If you’ve ever explored a major art museum you’ve probably experienced a number of feelings, depending on your nature. If you’re like me you probably feel joy, awe, and inspiration. If you’re like my twelve-year-old daughter, you might feel boredom, hunger, and exhaustion. In any case, you might also feel a sense of disorientation: have I been in this gallery already? Which way should I go now? This is because most major art museums are housed in old, unlived-in palaces (who could afford to live in one nowadays?) with hundreds of rooms. Even modern, purpose-built museums tend to follow the traditional floor plan, where one room has four passageways, each leading to another room with four passageways, and so on, for acres and acres. There are usually signs or maps to tell you where the Mona Lisa is, but I can’t help but wondering what I might be missing if I go through the door on the left rather than the one on the right. This sense of uncertainty detracts from the overall experience.
This problem was solved in 1959 when Frank Lloyd Wright’s final masterpiece, the Guggenheim Museum, opened in New York City. The building has a unique round shape surrounding a large atrium. You take an elevator to the top and walk in a gentle downward spiral to the main lobby, admiring the art along the way. When you reach the lobby you’ve seen it all. Ingenious!
I wonder why it took so many centuries for someone to come up with this idea. I suppose most people – even creative ones like architects – see patterns and follow them, rather than asking whether it might be better to break the pattern and do something different. There is survival value in following patterns. It is safe to follow the crowd. If you do what everyone else does and make a mistake you will be forgiven. It could have happened to anyone! But if you do something off the wall and screw up, well, you’re fired. What were you thinking? Nobody does that! But what if you do something completely different and it works? You could change the world. Wouldn’t that be great? On the other hand, why take chances….
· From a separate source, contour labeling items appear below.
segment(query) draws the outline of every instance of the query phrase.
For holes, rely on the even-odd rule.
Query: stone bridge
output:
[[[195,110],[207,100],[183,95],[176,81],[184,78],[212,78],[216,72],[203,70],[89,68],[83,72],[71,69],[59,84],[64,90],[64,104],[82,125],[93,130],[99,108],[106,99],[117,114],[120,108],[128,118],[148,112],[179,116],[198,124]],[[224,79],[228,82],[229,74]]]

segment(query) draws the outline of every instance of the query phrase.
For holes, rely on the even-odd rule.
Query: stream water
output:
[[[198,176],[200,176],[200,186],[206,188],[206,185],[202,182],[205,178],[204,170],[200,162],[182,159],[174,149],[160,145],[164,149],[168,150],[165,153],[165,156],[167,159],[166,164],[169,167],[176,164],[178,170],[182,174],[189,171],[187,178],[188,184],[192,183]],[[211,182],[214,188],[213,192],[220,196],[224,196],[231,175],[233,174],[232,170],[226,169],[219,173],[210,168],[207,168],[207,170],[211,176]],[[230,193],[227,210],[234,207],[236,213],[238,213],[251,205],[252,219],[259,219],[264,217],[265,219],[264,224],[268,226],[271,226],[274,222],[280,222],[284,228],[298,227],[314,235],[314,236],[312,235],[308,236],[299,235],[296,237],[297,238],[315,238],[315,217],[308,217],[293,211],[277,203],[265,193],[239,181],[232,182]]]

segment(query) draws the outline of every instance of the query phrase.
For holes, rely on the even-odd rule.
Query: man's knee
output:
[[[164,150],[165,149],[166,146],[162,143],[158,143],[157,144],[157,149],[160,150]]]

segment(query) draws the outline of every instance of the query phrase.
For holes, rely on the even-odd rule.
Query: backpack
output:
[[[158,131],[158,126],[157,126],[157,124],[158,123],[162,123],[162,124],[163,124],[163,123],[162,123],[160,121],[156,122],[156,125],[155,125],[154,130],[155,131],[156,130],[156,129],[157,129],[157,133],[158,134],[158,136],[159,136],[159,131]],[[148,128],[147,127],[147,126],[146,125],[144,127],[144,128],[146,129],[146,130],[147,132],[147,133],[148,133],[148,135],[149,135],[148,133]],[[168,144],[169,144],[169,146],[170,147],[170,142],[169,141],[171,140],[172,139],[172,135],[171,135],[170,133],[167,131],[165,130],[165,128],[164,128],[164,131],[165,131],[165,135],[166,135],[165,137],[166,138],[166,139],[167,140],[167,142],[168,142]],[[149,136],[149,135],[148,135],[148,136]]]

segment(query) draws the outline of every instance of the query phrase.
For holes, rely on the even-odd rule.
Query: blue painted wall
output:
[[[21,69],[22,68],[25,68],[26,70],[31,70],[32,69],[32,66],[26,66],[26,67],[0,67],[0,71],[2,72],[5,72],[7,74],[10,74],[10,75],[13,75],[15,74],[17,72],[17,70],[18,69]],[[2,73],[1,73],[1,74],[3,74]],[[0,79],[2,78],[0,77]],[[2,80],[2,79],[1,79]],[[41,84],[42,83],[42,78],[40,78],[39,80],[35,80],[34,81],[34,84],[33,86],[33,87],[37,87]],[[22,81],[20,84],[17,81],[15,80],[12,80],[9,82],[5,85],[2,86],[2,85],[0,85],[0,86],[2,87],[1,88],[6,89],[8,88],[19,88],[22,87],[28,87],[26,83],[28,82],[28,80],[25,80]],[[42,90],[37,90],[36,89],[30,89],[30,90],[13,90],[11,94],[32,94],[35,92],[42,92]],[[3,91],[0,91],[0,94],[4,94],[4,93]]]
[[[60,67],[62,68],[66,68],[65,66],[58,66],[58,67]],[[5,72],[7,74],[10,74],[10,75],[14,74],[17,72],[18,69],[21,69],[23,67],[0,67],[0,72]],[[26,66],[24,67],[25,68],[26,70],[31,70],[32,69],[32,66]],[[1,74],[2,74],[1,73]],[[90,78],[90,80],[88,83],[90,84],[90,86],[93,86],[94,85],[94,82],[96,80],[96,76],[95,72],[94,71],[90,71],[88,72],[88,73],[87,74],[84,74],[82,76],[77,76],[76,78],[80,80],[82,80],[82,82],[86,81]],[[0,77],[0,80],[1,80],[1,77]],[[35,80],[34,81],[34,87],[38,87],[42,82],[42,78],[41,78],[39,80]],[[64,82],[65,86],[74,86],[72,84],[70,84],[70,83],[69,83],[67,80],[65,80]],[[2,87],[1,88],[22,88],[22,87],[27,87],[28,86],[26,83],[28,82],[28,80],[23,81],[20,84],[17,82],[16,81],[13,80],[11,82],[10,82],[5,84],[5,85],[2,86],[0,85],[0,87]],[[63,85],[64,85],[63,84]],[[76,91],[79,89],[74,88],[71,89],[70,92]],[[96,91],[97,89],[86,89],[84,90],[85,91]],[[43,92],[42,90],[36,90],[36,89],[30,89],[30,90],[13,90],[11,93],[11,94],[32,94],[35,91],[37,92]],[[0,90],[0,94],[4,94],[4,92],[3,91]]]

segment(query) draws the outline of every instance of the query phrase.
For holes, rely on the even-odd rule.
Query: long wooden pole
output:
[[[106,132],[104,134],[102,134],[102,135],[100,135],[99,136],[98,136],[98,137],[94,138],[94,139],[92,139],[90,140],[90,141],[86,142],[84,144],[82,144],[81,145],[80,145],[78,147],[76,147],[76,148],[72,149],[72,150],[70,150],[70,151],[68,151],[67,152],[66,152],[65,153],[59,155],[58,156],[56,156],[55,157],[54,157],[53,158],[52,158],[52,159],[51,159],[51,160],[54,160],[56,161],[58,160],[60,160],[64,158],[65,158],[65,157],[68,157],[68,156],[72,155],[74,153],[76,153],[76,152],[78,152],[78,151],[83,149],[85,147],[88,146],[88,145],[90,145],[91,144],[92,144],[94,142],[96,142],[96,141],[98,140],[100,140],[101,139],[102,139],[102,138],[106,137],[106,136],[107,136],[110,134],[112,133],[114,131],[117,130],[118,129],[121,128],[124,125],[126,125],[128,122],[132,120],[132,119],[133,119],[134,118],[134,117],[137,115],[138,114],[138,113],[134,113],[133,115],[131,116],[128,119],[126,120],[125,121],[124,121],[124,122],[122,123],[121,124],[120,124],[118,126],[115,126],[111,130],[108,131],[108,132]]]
I’m a big fan of Muhammad Yunus and Grameen Bank. Instead of giving big loans to people who don’t really need the money (like most banks), they give tiny loans of just a couple dollars to poor people who desperately need it. They have changed the world for countless numbers of impoverished families, helping them start viable businesses and become self-sufficient. They have also won a Nobel Prize for their work. Breaking patterns is big business. Just ask Airbnb, Amazon, Apple – and those are just the A’s.
Frank Lloyd Wright, Muhammad Yunus, Elon Musk and other revolutionary leaders are changing the world with their bold ideas and vision. The Revolutionary Leader is the leader of the future. But don’t wait too long, because the future is already here.